Петр достал из шкафчика бутылку с отваром валерианы. налил в кружку и заставил Агашку выпить.
1 а выпила и сейчас же успокоилась.
На лестнице, ведущей в мезонин, молча наблюдая за происходящим, стояла Марфа Даниловна — в нарядной юбке, в цветастой шали. Ее черные блестящие волосы были умело уложены в красивую прическу. Круглые цыганские серьги блестели в ушах.

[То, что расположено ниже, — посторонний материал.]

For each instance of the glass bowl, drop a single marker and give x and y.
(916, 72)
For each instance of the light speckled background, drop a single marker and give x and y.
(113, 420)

Она метнула взгляд в сторону проходящего мимо Петра и широко улыбнулась, открывая такие же, как у дочери, плотные и белые зубы. Петр не понял ее улыбки: не то она поощряла его поведение, не то смеялась над ним. Однако теща ничего не сказала, прошумела юбками и исчезла до ночи.
«Дорожит каждым мгновением жизни... Ох, чует, что недалек тот час...— подумал Петр и спросил себя: —А знает ли Федор Никитич, как без него проводит время жена? — И решил: — Нет, не знает, иначе настоял бы на ее приезде к нему». Рассказать ему обо всем? Но писать тестю, волновать его не хотелось. Да и не было права у него, а Олимпиада словно ничего не замечала. Или привыкла к этому? Может, и при муже мать умудрялась вести такую же развеселую жизнь?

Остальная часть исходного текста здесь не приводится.